On the same page you can choose from different MongoDB versions:

ClusteControl Deploy MongoDB version 4.0

When all is set hit the deploy button. You can monitor the status of the creation of our new cluster from the ClusterControl activity monitor. Once the task is finished, we can see our cluster in the main ClusterControl screen and on the topology view.

ClusterControl Topology view

As we can see in the image, once we have our cluster created, we can perform several tasks on it, like converting replica set to shard or adding nodes to the cluster.

ClusterControl Scaling

Import a New Cluster

We also have the option to manage an existing cluster by importing it into ClusterControl. Such environment can be created by ClusterControl or other methods like docker installation.

ClusterControl import MongoDB

First, we must enter the SSH access credentials to our servers. Then we enter the access credentials to our database, the server data directory, and the version. We add the nodes by IP or hostname, in the same way as when we deploy, and press on Import. Once the task is finished, we are ready to manage our cluster from ClusterControl.

Scaling MongoDB

One of the cornerstones of MongoDB is that it is built with high availability and scaling in mind. Scaling can be done either vertically by adding more resources to the server or horizontally with more nodes. Horizontal scaling is what MongoDB is good at, and it is not much more than spreading the workload to multiple machines. In effect, we’re making use of multiple low-cost commodity hardware boxes, rather than upgrading to a more expensive high-performance server. MongoDB offers both read- and write scaling, and we will uncover the differences between these two strategies for you. Whether to choose read- or write scaling all depends on the workload of your application: if your application tends to read more often than it writes data you will probably want to make use of the read scaling capabilities of MongoDB.

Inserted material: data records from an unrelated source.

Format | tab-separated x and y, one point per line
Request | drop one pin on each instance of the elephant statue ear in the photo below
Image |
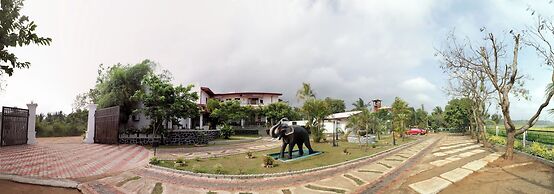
289	130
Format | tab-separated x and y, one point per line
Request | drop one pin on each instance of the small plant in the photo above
218	169
196	169
268	161
154	160
249	155
226	131
345	151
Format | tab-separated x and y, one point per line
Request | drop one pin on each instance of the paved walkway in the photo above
352	178
455	158
69	160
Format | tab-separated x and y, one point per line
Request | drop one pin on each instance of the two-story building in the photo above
255	99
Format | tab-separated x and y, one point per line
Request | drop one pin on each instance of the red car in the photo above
416	131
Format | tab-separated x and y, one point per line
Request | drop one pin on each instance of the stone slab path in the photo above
350	178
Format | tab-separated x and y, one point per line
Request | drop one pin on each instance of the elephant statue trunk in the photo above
291	136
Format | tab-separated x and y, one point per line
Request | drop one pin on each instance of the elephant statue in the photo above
291	136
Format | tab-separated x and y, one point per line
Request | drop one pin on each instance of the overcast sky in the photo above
345	49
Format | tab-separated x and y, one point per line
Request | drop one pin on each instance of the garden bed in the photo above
241	165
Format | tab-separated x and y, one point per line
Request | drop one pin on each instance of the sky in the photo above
344	49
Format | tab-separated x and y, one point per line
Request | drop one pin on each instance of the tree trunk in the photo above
510	139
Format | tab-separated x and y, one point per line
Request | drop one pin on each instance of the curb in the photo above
542	160
282	174
40	181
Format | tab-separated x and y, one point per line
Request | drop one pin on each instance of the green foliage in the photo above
16	30
268	161
226	112
218	169
276	111
335	105
227	131
116	85
458	113
154	160
165	102
58	124
305	92
400	114
316	111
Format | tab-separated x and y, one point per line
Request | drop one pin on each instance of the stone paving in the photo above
453	149
352	179
69	160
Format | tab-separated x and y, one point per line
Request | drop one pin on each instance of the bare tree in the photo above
501	70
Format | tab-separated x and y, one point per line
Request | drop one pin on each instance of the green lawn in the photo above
239	164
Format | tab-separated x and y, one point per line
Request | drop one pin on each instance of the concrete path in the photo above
352	178
452	160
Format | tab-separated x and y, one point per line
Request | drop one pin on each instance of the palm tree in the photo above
360	104
305	92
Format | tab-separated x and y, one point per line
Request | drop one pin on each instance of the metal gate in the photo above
14	126
106	125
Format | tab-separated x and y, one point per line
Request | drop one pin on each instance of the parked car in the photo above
416	131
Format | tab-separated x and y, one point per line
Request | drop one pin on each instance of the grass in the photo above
239	164
158	189
121	183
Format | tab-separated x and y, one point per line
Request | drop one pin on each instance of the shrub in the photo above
227	131
154	160
249	155
268	161
218	169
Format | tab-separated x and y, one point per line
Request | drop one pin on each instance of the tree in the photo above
335	105
276	111
400	113
164	102
15	30
360	105
305	92
316	110
457	113
501	69
116	85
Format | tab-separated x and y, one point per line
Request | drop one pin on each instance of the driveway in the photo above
68	158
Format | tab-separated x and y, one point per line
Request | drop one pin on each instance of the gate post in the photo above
89	136
31	131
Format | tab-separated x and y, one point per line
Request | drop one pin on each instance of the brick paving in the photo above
70	160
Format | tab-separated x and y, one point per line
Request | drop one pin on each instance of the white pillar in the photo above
201	121
524	138
31	132
89	136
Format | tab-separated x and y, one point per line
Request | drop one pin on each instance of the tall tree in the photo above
164	102
116	85
305	92
501	68
335	105
16	30
360	105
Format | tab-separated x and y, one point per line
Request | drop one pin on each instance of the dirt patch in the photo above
521	175
9	187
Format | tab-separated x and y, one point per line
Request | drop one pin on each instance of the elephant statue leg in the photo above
300	149
291	145
283	150
307	143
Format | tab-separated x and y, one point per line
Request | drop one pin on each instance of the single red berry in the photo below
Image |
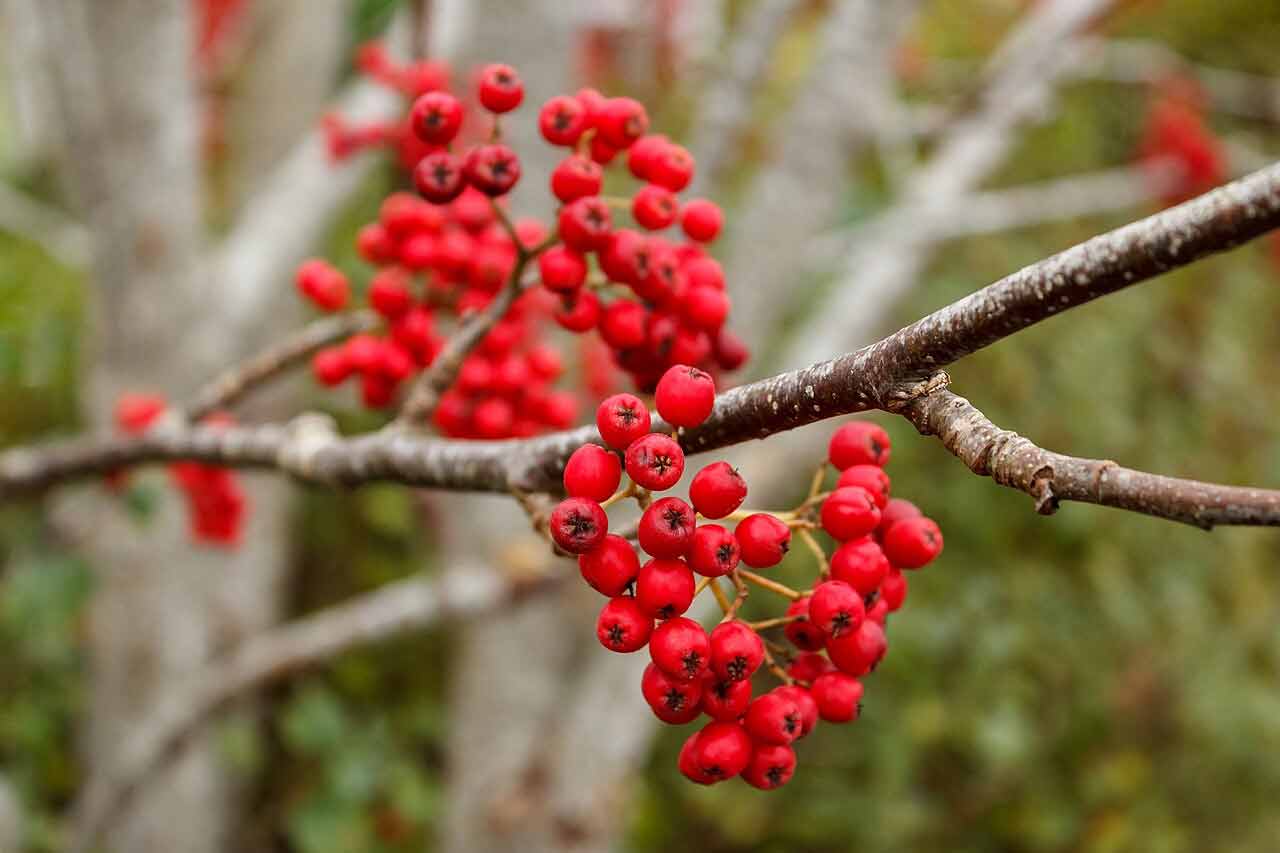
849	512
579	524
839	697
801	632
717	491
859	442
624	626
437	118
913	543
439	177
585	224
667	528
656	461
685	396
654	208
501	89
773	719
713	551
737	651
771	766
562	270
672	701
763	539
593	473
860	651
621	420
562	119
702	220
726	701
836	609
680	648
576	177
664	587
611	566
860	564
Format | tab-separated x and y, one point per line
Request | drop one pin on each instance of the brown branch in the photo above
1051	478
233	384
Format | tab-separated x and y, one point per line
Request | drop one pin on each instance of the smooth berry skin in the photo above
717	491
913	543
859	442
680	648
803	633
771	766
860	564
860	651
562	121
685	396
664	588
850	512
725	701
579	524
667	528
437	118
713	552
621	420
624	626
654	461
501	89
773	719
673	702
737	652
611	566
763	539
836	609
593	473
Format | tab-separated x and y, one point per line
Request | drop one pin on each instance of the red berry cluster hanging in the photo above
835	633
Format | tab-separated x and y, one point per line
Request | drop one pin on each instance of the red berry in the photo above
575	178
501	89
654	208
673	702
737	651
859	442
913	543
702	220
680	648
763	539
562	119
624	626
664	588
437	118
839	697
773	719
836	609
685	396
803	633
593	473
717	491
579	524
771	766
667	528
439	177
656	461
621	420
713	551
849	512
611	566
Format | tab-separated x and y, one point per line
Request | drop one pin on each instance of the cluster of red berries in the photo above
216	503
696	673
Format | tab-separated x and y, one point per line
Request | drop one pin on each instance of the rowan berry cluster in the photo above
836	630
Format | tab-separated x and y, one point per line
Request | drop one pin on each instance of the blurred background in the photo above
1089	682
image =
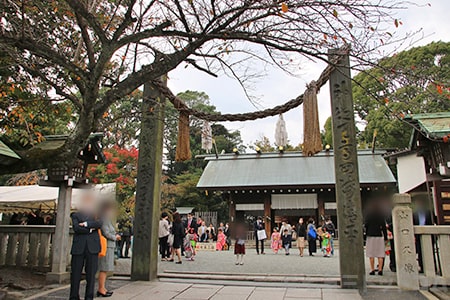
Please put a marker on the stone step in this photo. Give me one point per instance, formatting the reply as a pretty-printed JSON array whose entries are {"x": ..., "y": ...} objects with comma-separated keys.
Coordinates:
[
  {"x": 250, "y": 278},
  {"x": 259, "y": 279},
  {"x": 211, "y": 246}
]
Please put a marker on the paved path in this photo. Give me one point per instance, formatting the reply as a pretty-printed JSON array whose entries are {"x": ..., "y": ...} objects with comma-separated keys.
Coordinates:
[
  {"x": 126, "y": 290},
  {"x": 274, "y": 264}
]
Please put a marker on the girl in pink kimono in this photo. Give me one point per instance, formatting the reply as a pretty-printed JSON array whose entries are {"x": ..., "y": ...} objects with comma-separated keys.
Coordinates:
[
  {"x": 275, "y": 240},
  {"x": 221, "y": 240}
]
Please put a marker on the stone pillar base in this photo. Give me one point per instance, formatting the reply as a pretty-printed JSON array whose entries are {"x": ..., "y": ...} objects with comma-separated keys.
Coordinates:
[{"x": 52, "y": 277}]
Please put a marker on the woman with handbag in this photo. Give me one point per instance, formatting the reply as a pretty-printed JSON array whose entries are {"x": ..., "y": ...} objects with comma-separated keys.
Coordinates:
[
  {"x": 312, "y": 236},
  {"x": 164, "y": 233},
  {"x": 106, "y": 262},
  {"x": 260, "y": 234}
]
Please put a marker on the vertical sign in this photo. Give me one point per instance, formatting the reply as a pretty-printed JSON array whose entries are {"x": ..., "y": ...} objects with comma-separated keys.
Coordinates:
[
  {"x": 348, "y": 195},
  {"x": 144, "y": 264}
]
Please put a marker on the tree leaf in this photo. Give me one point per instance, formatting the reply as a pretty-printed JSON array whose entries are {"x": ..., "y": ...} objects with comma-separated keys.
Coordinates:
[{"x": 335, "y": 13}]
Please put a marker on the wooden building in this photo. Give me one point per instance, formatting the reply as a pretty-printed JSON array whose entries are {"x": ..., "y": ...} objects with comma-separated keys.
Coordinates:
[
  {"x": 423, "y": 170},
  {"x": 287, "y": 185}
]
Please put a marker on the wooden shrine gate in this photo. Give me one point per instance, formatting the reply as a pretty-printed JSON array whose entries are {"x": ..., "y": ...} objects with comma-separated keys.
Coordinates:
[{"x": 145, "y": 251}]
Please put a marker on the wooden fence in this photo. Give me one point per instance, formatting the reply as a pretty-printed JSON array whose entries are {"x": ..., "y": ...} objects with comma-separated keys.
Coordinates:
[
  {"x": 26, "y": 246},
  {"x": 435, "y": 248}
]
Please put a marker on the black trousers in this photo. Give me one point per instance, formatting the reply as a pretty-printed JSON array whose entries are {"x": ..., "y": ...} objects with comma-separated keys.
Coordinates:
[
  {"x": 125, "y": 241},
  {"x": 90, "y": 263},
  {"x": 164, "y": 247},
  {"x": 257, "y": 246}
]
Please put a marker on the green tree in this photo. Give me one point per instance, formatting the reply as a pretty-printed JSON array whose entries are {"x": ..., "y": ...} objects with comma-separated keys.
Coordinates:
[
  {"x": 410, "y": 82},
  {"x": 93, "y": 53}
]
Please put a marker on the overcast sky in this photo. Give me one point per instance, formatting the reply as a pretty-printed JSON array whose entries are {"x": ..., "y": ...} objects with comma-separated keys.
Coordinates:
[{"x": 278, "y": 87}]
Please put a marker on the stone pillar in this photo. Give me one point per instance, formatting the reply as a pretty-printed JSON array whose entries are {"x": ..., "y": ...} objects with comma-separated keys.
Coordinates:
[
  {"x": 348, "y": 196},
  {"x": 405, "y": 249},
  {"x": 232, "y": 208},
  {"x": 267, "y": 213},
  {"x": 60, "y": 241},
  {"x": 145, "y": 259}
]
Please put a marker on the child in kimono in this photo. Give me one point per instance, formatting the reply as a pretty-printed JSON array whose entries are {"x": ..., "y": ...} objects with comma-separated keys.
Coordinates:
[
  {"x": 221, "y": 240},
  {"x": 326, "y": 243},
  {"x": 239, "y": 247},
  {"x": 275, "y": 240},
  {"x": 286, "y": 239}
]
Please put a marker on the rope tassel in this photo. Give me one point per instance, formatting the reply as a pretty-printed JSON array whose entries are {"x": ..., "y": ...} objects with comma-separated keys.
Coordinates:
[
  {"x": 281, "y": 132},
  {"x": 183, "y": 151},
  {"x": 312, "y": 141}
]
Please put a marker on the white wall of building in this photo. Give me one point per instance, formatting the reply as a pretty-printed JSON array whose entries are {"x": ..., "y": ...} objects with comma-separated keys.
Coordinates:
[{"x": 411, "y": 172}]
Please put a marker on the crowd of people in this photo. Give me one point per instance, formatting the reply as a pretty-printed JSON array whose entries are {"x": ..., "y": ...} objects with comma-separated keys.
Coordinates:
[
  {"x": 179, "y": 237},
  {"x": 283, "y": 237}
]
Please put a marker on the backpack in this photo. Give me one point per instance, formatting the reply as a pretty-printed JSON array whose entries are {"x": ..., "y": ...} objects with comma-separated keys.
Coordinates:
[{"x": 312, "y": 233}]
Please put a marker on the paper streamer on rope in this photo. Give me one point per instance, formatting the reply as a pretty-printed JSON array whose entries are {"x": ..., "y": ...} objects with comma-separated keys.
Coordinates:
[
  {"x": 183, "y": 145},
  {"x": 312, "y": 141},
  {"x": 207, "y": 137},
  {"x": 281, "y": 132}
]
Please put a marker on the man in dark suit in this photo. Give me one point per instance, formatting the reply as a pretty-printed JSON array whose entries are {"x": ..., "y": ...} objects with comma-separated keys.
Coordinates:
[{"x": 85, "y": 248}]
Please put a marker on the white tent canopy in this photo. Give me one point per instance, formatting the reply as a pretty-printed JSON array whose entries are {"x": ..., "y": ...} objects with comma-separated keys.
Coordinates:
[{"x": 15, "y": 199}]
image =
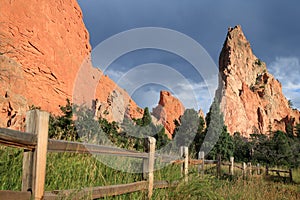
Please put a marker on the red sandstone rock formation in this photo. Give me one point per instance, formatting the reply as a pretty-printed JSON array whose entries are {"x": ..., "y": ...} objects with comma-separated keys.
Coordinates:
[
  {"x": 42, "y": 46},
  {"x": 251, "y": 98},
  {"x": 169, "y": 108}
]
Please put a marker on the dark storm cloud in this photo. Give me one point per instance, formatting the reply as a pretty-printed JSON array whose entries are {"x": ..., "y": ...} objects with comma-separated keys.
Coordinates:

With ClusterControl adding more servers to the cluster is an easy step. You can do that from the GUI or CLI. For more advanced users you can use ClusterControl Developer Studio and write an resource base condition to expand your cluster horizontally.

MongoDB ReplicaSet

Sharding

The MongoDB sharding solution is similar to existing sharding frameworks for other major database solutions. It makes use of a typical lookup solution, where the sharding is defined in a shard-key and the ranges are stored inside a configuration database. MongoDB works with three components to find the correct shard for your data. A typical sharded MongoDB environment looks like this:

MongoDB Sharding

The first component used is the shard router called mongos. All read and write operations must be sent to the shard router, making all shards act as a single database for the client application. The shard router will route the queries to the appropriate shards by consulting the Configserver.

ClusterControl Convert to Shard

Shard management is really easy in MongoDB. You can add and remove shards online and the MongoDB shard router will automatically adjust to what you tell it to. If you wish to know more in-depth about how best to manage shards, please read our blog post about managing MongoDB shards.

Securing MongoDB

MongoDB comes with very little security out of the box: for instance, authentication is disabled by default. In other words: by default, anyone has root rights over any database. One of the changes MongoDB applied to mitigate risks was to change its default binding to 127.0.0.1. This prevents it from being bound to the external IP address, but naturally, this will be reverted by most people who install it. ClusterControl removes human error and provides access to a suite of security features, to automatically protect your databases from hacks and other threats. We previously published a short video with security tips.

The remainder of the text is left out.